A Private Equity Firm Is Blocked From Buying .Org

A private equity firm will not gain control of dot-org, the digital real estate that is home to millions of nonprofits, nongovernmental organizations and community groups.

The board of the Internet Corporation for Assigned Names and Numbers, which oversees the internet naming system, decided on Thursday night to veto the sale of the rights to dot-org to Ethos Capital, which had offered more than $1 billion.

Maarten Botterman, the chair of ICANN, wrote in a blog post that after weighing all the considerations, rejecting Ethos’s proposed bid was “reasonable, and the right thing to do.”

To many, handing control of dot-org to a private equity firm seemed almost heresy. The growing ranks of opponents eventually included internet pioneers, nonprofit leaders and the attorney general of California, Xavier Becerra.

The opponents raised several concerns including the risk of steep price hikes, underinvestment and censorship. Ethos Capital tried to address those worries by pledging to set up a “stewardship council” of outside experts and making “public interest commitments” to restrain price increases and not censor web content.

But critics remained unconvinced. They did not believe that a private-equity firm, driven by the need to deliver rich returns for investors, would act in the best interests of what they regard as the domain of online civic society.

In explaining its decision on Thursday, ICANN, a nonprofit, echoed those concerns. On its website, ICANN said that to approve the sale it “would have to trust that the new proposed for-profit entity” would serve the dot-org community as well as a nonprofit.

ICANN’s ruling on Thursday and the current arrangements for managing dot-org are byproducts of the arcane governance and history of the internet naming system.

In 2002, ICANN granted the Public Interest Registry, another nonprofit, the right to run the dot-org domain. Part of the rationale was that the domain should not be managed on a purely commercial basis — unlike dot-com and dot-net, for example.
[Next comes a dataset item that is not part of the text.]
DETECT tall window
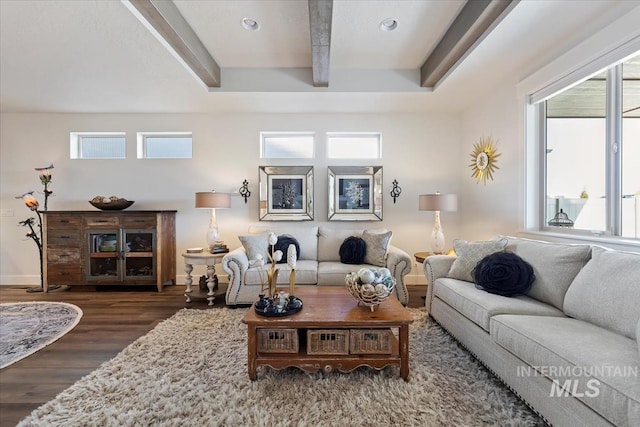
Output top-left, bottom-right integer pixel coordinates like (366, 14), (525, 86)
(541, 53), (639, 239)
The Public Interest Registry, in turn, is controlled by the Internet Society, a nonprofit that helps develop internet standards, education programs and policy. The registry holds a contract to manage dot-org, which was renewed last year for 10 more years.
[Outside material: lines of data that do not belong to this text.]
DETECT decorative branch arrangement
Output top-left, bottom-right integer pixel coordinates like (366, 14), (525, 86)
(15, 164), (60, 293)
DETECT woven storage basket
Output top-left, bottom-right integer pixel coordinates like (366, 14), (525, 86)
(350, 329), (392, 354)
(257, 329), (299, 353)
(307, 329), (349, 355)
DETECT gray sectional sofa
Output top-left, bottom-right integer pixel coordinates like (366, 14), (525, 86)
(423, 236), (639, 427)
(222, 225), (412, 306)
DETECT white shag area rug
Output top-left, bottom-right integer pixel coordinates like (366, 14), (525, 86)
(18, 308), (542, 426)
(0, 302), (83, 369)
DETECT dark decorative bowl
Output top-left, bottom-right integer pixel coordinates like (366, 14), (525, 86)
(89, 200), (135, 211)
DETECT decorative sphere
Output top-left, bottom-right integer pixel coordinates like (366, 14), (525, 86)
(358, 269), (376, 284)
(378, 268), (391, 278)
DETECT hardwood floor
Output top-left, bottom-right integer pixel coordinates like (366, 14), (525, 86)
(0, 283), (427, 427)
But under the rules governing the registry, ICANN must approve major changes in its practices and ownership.

The Internet Society saw the sale to Ethos Capital as a way to gain an endowment to fund its operations and get out of the business of operating dot-org, which it wanted to do for some time.

In an interview this week, Andrew Sullivan, chief executive of the Internet Society, said the Ethos Capital bid was one of several proposals it had received — and one that appeared to combine people who had internet experience with the financial resources to help dot-org grow and prosper.
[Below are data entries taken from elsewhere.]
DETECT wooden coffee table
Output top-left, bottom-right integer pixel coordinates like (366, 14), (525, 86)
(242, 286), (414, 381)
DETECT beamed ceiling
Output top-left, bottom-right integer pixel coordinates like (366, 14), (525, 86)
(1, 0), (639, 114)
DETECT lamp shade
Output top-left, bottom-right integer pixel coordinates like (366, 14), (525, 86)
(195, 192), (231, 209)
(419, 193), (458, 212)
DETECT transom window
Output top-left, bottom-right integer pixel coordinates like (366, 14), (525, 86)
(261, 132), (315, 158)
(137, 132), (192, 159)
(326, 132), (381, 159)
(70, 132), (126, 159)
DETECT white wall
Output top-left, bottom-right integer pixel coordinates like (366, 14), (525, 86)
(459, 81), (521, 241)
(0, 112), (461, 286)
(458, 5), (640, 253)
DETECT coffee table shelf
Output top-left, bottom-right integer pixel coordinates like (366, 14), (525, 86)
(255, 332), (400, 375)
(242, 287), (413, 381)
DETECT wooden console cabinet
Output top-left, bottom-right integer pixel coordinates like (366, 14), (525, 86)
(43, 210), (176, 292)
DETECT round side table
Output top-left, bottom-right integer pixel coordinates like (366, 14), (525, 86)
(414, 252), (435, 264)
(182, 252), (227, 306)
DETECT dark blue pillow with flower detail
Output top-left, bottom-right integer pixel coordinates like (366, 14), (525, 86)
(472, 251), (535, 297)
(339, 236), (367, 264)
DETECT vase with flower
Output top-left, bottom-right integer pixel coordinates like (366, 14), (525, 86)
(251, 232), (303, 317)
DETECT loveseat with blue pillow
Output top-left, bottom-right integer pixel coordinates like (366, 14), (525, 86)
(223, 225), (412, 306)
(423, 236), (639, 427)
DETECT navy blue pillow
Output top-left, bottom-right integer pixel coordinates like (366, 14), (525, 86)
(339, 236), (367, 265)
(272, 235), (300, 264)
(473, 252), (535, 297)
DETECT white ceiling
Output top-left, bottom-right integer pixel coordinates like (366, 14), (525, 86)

“We viewed it as a good transaction and that would be good for everyone,” Mr. Sullivan said.

If ICANN rejected the Ethos Capital deal, the Internet Society had no immediate backup plan, Mr. Sullivan said, adding that dot-org would be run as before. “We will not neglect dot-org,” he said.

On April 14, Ms. Dyson and Mr. Roberts wrote to Mr. Becerra, California’s attorney general, urging him to oppose the private equity deal. ICANN is incorporated in California. (The letter was also addressed to the attorney general of Pennsylvania, where the Public Interest Registry is incorporated.)

In January, Mr. Becerra had expressed concerns about the deal and requested documents. Then, in a letter to ICANN’s chief executive and board chair on April 15, Mr. Becerra sided with the deal’s opponents and concluded that the dot-org domain and “the global Internet community — of which innumerable Californians are a part — are better served if ICANN withholds approval of the proposed sale.”

The ICANN board came to the same conclusion, after lengthy deliberations and seeing the breadth and intensity of the opposition.

“The idea of a private equity firm owning this crucial public asset on the web was just anathema to a lot of people,” said Andrew Allemann, editor of Domain Name Wire, an industry news site.